I don't do chow-chow anymore. It took a lot of time and no one but me would eat it.


----------



## GrannyG (Mar 26, 2005)

I put dehydrated zucchini chips in big pots of soup....


----------



## stef (Sep 14, 2002)

mekasmom said:


> I like this question because you learn from others. I wish I had never canned chicken with the bone in. I just don't like having to clean it when I open it. I learned a lesson, and the dogs get some chicken dogfood once in a while this way.


Mekasmom...funny how different people's preferrences go. I like the bone-in canned chicken over the boneless because, to me, it's more flavorful.

As to the OP:
I can for myself, so this probably does not appy to most on here. I have found that canning fruit such as peaches, pears or plums is not worth my while. I used to do pickles, but since having to cut back on salt, they're not worth the effort, either. Applesauce, dried peas and beans, various meats, cranberry sauces, and some jams get used up. With other stuff, commercially prepared items work better.


----------



## my3boys (Jan 18, 2011)

Maverick_mg said:


> I don't do chow-chow anymore. It took a lot of time and no one but me would eat it.


You too?


----------



## notbutanapron (Jun 30, 2011)

Stef said:


> Mekasmom...funny how different people's preferrences go. I like the bone-in canned chicken over the boneless because, to me, it's more flavorful.
> 
> As to the OP:
> I can for myself, so this probably does not appy to most on here. I have found that canning fruit such as peaches, pears or plums is not worth my while. I used to do pickles, but since having to cut back on salt, they're not worth the effort, either. Applesauce, dried peas and beans, various meats, cranberry sauces, and some jams get used up. With other stuff, commercially prepared items work better.

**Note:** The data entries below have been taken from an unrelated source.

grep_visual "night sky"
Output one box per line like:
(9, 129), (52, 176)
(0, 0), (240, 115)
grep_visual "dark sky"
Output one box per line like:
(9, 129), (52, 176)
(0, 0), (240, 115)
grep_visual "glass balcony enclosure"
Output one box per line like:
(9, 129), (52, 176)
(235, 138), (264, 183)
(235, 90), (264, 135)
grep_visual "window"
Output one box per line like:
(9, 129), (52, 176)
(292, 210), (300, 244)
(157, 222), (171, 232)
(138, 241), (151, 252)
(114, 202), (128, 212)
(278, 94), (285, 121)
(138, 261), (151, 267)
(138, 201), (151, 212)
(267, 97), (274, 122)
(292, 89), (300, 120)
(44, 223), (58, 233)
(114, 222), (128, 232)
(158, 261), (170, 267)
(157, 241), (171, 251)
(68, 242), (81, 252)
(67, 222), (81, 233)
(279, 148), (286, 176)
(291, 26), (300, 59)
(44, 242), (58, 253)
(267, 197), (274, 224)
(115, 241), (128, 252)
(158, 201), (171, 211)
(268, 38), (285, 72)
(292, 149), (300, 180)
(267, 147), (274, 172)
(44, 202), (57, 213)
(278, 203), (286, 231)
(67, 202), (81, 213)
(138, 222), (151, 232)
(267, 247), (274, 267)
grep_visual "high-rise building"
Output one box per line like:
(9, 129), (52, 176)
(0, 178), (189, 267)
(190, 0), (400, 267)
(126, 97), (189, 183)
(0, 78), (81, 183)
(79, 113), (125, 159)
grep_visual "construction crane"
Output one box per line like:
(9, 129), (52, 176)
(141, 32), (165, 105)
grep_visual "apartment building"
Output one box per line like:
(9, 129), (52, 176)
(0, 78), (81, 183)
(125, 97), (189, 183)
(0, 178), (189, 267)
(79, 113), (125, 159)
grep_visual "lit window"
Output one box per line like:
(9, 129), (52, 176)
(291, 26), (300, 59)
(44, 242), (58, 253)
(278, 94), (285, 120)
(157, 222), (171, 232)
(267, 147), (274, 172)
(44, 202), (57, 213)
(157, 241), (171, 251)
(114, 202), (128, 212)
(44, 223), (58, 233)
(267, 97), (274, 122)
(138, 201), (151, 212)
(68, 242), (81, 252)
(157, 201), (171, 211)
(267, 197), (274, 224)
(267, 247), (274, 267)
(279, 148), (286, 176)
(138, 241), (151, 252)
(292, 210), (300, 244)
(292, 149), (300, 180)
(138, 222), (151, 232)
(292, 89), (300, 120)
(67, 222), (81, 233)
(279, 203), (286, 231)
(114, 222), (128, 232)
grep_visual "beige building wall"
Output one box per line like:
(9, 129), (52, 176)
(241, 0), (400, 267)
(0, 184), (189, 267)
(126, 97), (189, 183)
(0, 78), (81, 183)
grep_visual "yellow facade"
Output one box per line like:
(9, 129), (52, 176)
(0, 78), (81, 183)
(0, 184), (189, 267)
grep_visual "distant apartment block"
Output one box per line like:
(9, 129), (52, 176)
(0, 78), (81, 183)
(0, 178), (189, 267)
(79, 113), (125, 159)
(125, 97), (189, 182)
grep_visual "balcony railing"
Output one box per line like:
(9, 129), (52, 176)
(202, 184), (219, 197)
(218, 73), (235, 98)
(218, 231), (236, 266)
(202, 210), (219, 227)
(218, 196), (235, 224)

Bizarre  Canning fruit is like my biggest stock-store. Especially when the mulberry trees go nuts...


----------



## jmtinmi (Feb 25, 2009)

A couple of years ago I canned up pear chunks with peels left on. Now I know why, they don't look appealing (pun intended:-D). I am not going to toss them, but I drained a jar and dehydrated them. Not bad, and will be good in baked goods.


----------



## blynn (Oct 16, 2006)

Green tomato salsa- it was nasty. I had ten jars of the stuff and no one could choke it down. I kept it for over a year, thinking I'd try it for a chili base or something. Finally dumped it all this fall when I needed the jars for another project.


----------



## happydog (May 7, 2008)

I canned 40 pints of pickled garlic. Yuck. Now I see why nobody cans garlic. It loses all it's garlicky goodness. I should have dehydrated or frozen it instead.


----------



## Ohio dreamer (Apr 6, 2006)

Don't like canned bacon. 

Love chow-chow, but I to am the only one that eats it. On the up side I can't stand hot dogs, something my family loves. But if I slather the hot dog in chow-chow I can choke one down. So I keep making chow-chow.

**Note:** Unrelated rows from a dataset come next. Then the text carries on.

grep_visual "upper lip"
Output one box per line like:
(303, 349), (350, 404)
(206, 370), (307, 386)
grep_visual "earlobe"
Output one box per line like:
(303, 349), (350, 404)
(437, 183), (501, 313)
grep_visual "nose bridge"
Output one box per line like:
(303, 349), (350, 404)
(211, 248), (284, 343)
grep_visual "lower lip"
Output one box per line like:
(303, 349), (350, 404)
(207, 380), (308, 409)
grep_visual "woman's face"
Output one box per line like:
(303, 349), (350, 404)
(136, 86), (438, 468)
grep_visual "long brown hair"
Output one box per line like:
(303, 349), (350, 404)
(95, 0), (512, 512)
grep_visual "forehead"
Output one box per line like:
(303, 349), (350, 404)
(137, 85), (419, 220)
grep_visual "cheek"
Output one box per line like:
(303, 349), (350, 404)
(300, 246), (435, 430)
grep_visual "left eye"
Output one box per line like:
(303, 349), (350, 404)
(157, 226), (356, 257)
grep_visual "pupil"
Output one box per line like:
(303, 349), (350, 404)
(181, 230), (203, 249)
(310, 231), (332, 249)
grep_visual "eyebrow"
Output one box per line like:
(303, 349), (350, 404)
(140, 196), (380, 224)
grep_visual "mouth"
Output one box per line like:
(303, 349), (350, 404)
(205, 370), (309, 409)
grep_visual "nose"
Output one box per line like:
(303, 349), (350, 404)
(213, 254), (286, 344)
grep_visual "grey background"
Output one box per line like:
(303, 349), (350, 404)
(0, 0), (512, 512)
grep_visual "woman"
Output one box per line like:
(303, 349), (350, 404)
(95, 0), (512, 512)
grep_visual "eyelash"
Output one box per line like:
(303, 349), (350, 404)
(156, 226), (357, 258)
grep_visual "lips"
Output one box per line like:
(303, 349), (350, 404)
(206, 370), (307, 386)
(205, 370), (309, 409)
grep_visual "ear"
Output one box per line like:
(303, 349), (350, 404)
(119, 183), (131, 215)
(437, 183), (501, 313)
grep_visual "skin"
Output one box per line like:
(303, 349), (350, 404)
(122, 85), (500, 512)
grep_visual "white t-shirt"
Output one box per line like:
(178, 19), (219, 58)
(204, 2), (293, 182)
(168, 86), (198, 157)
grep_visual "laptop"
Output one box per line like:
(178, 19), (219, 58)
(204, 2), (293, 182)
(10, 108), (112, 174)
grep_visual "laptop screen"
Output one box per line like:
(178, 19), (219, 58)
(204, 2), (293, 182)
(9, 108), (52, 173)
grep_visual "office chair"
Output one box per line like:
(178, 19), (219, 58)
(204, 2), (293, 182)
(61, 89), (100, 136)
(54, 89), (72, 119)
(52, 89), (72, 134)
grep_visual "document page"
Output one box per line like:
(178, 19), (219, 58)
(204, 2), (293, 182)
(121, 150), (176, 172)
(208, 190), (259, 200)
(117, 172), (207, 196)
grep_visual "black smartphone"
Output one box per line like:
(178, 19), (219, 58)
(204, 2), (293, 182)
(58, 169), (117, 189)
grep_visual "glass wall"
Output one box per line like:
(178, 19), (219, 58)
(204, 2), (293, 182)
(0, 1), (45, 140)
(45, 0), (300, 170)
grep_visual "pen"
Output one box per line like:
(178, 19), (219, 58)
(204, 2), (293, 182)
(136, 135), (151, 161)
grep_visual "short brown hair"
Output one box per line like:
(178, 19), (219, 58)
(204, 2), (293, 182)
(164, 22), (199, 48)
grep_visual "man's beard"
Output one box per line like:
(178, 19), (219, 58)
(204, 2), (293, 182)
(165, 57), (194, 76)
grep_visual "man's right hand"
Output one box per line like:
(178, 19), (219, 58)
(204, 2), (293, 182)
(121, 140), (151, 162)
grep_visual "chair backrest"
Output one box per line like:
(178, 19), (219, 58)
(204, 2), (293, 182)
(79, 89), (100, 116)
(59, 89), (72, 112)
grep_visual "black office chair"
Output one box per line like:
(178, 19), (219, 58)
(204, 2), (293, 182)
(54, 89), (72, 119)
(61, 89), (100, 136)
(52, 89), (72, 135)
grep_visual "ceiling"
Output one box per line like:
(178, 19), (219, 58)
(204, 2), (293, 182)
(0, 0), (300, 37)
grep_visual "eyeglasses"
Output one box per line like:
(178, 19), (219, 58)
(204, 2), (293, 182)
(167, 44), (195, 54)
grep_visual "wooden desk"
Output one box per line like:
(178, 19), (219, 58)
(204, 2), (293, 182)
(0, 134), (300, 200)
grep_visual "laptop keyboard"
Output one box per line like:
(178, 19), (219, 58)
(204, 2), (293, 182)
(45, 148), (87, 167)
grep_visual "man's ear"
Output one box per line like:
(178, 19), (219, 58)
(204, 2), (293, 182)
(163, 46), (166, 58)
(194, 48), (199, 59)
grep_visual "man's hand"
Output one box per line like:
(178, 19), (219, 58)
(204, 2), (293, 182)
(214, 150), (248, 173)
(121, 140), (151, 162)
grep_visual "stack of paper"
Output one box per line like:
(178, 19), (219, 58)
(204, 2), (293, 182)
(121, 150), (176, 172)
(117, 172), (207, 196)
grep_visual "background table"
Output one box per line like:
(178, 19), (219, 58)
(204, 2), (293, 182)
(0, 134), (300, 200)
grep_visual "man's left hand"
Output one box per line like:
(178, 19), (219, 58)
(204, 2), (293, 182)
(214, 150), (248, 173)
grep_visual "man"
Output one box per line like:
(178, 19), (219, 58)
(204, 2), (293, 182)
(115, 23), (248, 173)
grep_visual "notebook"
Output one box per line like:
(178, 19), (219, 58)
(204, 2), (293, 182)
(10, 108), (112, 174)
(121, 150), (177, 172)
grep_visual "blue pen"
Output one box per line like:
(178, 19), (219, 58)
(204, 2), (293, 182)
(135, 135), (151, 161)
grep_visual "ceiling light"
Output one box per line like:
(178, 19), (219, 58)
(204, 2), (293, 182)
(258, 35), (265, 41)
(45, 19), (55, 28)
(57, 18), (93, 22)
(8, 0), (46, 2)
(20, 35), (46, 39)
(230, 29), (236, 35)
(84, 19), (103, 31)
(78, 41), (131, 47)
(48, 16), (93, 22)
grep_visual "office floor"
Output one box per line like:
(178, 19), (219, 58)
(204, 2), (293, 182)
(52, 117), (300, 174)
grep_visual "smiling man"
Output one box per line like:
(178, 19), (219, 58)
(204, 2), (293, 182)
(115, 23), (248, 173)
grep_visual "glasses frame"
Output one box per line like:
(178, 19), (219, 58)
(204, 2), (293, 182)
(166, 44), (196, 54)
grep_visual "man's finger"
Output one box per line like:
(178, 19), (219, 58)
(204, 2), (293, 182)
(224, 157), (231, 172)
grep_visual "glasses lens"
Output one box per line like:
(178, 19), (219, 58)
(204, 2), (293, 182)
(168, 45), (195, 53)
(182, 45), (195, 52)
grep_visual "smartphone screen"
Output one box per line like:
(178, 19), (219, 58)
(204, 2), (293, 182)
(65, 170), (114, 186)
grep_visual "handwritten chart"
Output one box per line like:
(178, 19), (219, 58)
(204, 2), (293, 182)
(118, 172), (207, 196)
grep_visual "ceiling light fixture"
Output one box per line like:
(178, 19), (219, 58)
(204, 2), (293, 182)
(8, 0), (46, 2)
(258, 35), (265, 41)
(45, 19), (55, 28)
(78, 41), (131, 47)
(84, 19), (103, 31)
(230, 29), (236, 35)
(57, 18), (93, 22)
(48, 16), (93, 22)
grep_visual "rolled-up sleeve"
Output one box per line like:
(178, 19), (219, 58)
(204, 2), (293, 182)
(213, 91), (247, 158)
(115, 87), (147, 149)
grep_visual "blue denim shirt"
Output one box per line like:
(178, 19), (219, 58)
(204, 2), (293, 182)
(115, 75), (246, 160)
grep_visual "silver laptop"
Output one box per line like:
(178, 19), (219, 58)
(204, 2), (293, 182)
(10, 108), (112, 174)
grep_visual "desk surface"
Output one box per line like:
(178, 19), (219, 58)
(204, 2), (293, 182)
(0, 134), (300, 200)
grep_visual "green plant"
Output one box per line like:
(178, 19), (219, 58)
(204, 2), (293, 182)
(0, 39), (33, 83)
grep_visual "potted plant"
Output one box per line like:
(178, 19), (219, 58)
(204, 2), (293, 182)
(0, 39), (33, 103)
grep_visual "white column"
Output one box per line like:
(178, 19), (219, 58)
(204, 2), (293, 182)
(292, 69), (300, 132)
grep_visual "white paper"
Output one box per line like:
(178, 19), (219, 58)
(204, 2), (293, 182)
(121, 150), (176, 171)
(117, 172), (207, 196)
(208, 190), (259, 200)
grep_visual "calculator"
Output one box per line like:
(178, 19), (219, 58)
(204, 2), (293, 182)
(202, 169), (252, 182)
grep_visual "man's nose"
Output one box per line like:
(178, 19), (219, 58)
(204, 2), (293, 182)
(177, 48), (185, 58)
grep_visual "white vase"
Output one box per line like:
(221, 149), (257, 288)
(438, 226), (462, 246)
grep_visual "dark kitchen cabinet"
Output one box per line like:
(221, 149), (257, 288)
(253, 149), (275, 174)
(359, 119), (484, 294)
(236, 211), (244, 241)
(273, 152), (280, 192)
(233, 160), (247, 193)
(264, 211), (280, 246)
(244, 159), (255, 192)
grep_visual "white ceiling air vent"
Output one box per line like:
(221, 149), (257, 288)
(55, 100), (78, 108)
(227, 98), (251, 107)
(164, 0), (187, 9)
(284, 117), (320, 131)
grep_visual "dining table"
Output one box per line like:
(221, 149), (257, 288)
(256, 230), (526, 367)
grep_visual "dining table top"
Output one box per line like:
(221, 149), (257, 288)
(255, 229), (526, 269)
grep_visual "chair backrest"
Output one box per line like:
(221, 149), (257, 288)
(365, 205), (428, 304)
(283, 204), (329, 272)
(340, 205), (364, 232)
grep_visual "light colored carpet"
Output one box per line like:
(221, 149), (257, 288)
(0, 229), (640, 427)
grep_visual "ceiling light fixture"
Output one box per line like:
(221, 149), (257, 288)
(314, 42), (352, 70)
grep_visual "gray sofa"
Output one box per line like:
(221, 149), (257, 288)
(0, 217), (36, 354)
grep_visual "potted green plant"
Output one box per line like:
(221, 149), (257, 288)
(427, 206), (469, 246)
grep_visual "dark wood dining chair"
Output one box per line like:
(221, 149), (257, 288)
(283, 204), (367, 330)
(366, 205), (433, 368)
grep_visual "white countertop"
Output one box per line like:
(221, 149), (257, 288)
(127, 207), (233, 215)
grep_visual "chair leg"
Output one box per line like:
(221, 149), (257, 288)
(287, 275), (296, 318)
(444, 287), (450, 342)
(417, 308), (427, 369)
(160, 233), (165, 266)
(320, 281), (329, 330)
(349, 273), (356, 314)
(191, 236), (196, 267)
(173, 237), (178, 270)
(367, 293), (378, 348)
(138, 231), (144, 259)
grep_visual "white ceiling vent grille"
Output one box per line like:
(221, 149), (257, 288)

My kids fight over the pickled garlic in the dilly beans jars. So I have to put extra in every jar just to keep the peace in the family, lol. I was going to do up a bunch of half-pints of pickled garlic. Guess I'll skip it, thanks happydog!


----------



## CurtisWilliams (Mar 14, 2005)

mpennington said:


> Ooh. Aplets and cotlets - yummy!
> 
> I didn't like dehydrated watermelon.


I tried it about 10 years ago. It was the grossest thing...


----------



## Honduras Trish (Nov 30, 2007)

Well, I'm certainly not excited about how my attempt at canning ham turned out. I also tried a recipe for pickled beets that used sugar and spices in addition to vinegar. My family (both dh's side and my side) has always made pickled beets by adding only vinegar. Nobody really liked the ones I made using the recipe from online. I shred them up and use them on tossed salads, but I won't make them again once these are gone.


----------



## KnowOneSpecial (Sep 12, 2010)

5 gallons of blackberries. Turned them all into jam. That's a LOT of jam! We did this 2 years ago and we're still not through our supply-and I have 8 kids! You'd think we'd breeze through it but nope. Not even when I make blackberry milkshakes!


----------



## LoonyK (Dec 12, 2009)

Of the things I dehydrated, garlic chives was the worst. The leaves have coating on them, so drying them for days until they were finally dry, works good for drought resistance though. Anyways that wasn't the worst part in that adventure, got a couple containers worth out of that load and couple family members thought there was a dead mouse in the corner that I put the containers. Why? because of the nasty smell it created. Turnips was a close second. I'll stick with the things that work.


----------



## jmedk (Jan 7, 2013)

Thanks for that info. That's one project to cross off the list.
sign me new to this board and new to canning, 
jmedk


----------



## happydog (May 7, 2008)

KnowOneSpecial said:


> 5 gallons of blackberries. Turned them all into jam. That's a LOT of jam! We did this 2 years ago and we're still not through our supply-and I have 8 kids! You'd think we'd breeze through it but nope. Not even when I make blackberry milkshakes!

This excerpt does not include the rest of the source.